If the biggest online technology companies like Microsoft, Google and Yahoo have all themselves acknowledged or apologized in the past for serving malware to consumers via their own advertising code, what about the hundreds of other companies with far fewer resources that are right now executing bits of code and scripts on the thousands of websites you visit?
Reuters' site was compromised by the Syrian Electronic Army to post a political message. They did so by hacking the software of an ad-network, Taboola. They also claimed to have gained access to Taboola's Paypal account and to prove it posted a screenshot of a $600k+ balance.According to the article, Taboola works with sites:
"including Time.com, USA Today, the New York Times, BBC, TMZ, The Hollywood Reporter, Politico.com, Examiner and others. Taboola acknowledged being the source of the compromise and said that SEA hacked one of its widgets used on Reuters.com."

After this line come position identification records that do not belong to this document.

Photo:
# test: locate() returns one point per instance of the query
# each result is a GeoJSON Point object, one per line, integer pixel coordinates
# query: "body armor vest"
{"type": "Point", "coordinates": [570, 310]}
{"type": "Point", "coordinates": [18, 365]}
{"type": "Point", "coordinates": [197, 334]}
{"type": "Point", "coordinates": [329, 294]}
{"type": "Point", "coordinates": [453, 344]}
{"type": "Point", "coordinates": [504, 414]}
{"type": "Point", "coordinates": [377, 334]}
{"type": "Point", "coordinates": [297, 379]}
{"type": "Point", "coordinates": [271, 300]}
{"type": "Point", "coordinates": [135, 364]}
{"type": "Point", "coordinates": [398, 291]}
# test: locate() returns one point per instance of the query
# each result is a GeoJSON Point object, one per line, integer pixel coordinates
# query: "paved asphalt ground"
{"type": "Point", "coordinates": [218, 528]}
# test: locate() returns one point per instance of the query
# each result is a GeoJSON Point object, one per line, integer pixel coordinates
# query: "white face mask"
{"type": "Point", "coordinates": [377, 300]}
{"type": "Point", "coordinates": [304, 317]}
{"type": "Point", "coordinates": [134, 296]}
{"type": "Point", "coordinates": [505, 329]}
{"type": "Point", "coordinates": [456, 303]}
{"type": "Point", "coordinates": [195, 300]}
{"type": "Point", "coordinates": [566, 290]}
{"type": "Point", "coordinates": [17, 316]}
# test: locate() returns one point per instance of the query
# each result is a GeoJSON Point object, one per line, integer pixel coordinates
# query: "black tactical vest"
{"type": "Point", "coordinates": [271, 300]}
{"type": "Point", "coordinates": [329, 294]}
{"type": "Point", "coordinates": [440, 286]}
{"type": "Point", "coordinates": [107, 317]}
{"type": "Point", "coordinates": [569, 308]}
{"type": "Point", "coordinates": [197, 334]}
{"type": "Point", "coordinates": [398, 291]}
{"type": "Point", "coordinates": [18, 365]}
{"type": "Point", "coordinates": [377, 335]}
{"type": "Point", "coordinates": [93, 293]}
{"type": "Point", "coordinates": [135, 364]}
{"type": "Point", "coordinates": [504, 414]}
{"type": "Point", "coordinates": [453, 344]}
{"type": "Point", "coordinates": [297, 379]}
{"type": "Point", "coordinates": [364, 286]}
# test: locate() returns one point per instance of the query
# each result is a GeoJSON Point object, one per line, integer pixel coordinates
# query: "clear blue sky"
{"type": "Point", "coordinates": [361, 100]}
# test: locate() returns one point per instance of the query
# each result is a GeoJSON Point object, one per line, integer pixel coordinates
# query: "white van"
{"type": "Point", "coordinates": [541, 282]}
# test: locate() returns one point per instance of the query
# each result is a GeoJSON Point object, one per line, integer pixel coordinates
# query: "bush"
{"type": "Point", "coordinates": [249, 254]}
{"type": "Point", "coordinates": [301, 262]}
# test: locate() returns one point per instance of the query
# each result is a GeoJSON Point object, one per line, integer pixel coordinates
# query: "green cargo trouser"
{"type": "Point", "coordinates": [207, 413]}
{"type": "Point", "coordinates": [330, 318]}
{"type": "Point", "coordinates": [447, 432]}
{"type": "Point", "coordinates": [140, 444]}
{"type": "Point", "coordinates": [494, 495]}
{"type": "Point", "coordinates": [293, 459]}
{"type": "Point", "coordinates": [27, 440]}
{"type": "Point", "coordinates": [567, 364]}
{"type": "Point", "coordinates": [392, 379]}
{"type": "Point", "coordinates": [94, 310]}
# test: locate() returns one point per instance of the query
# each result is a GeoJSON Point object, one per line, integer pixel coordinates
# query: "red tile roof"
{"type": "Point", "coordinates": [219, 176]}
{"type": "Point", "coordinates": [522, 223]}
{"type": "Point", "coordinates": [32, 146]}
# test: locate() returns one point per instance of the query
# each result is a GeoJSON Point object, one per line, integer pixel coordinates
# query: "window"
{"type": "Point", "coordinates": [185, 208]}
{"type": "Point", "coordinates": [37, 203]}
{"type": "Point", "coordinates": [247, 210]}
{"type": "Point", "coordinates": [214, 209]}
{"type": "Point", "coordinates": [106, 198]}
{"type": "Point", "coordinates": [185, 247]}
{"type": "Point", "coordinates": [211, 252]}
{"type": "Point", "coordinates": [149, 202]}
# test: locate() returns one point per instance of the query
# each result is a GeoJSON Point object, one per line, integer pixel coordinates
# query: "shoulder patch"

When I used to run an adtech vendor we could see ad tracking, retargeting or analytics pixels sitting on website pages for years after all business relationships between the vendor and the advertiser had ceased. Unless something breaks the page and causes it to stop loading, the hassle-factor and inertia outweigh good security policy, stop it from being changed or removed, and little bits of seemingly benign code persist over time on tens of thousands of websites.
Who is the Weakest Link?
Reuters may have opened itself up to vulnerability by having over 40 advertising and analytics vendors whose code was tracked as coming from its pages.
These technologies may also slow down the website. On a recent visit to Reuters.com, even after the compromise had happened and Taboola's code disabled (6/23/2014) my visit started at 12:41:39 PM, it loaded over 100 different http requests, and the page took about 34 seconds to finish loading. As we have all probably experienced, any one of these could potentially "hang" the page leaving us frustrated with a partially-blank screen. Some of these bits of code are from data companies like Bizo or Exelate, that resell access to behavioral data they gather to advertisers that may change what ads you see on other sites. Many of them pay the publisher (like Reuters) a monthly fixed or variable fee (or sometimes a revenue share) based on the volume of users their code is able to "see". Reuters may not have direct relationships with all of these companies since many ad or data companies often "piggyback" in turn yet more code or scripts to help their advertisers or agencies identify users, or track impressions or clicks on their advertisements.
Typically ad-supported websites like newspapers trying to eke out a profitable digital existence have more than their share of these vendor scripts running on their sites, which when combined with large numbers of people visiting their sites on daily basis, only serves to magnify the attractiveness of their known or unknown script-slinging ad tech partners as targets.
Publishers can't shift all responsibility to networks and tech vendors, however. In 2009, the New York Times succumbed to malicious ads, not from a third-party network, after the ads (and an unknown 'ad serving technology vendor') was "approved by the site's advertising operations team".
As consumers we need to ask the companies whose sites we are visiting who they are working with, and be really clear what steps they are taking to prevent themselves being the weakest security link in what is an already weak website technology chain.